Se o imposto a pagar for superior a R$ 100,00, você pode optar pelo parcelamento. É possível parcelar o imposto em até oito quotas mensais, desde que o valor mínimo da parcela seja de R$ 50,00.

Porém, fique atento a um detalhe importante: a partir da segunda parcela há incidência de juro de 1% sobre o valor da parcela, mais a variação da taxa Selic a partir de 1º de junho até a data de vencimento da parcela.

Se você atrasar o pagamento da parcela, além dos juros citados acima, estará sujeito a multa de 0,33% ao dia, até o limite de 20% sobre o valor da parcela. Veja a seguir, o passo a passo para fazer o parcelamento do imposto no programa do IR 2022.

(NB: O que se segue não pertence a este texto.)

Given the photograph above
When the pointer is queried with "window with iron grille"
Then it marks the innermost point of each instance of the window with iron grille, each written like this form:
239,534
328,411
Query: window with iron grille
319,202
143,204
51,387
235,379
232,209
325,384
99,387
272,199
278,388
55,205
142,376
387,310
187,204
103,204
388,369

Dentro da ficha “Cálculo do Imposto”, localize o quadro do lado direito do “Imposto a pagar”. Entre na aba “parcelamento”.

Selecione o número de parcelas desejado, lembrando que o valor mínimo da parcela deve ser de R$ 50,00.

Em seguida, marque as bolinhas ao lado de “débito automático” e de “Quota única ou a partir da 1ª quota”. Lembre-se que essa opção só será possível até 10 de maio. Após essa data, você pode colocar a 2ª quota em diante no débito automático. Nesse caso selecione a bolinha ao lado de “A partir da 2ª quota”.

IR22 debito 2 - Reprodução - Reprodução

Para concluir o processo, entre na aba “Informações bancárias” e preencha o nome do banco, agência e conta com dígito (DV) onde o débito automático do imposto deverá ser feito. A conta precisa ser do mesmo titular da declaração.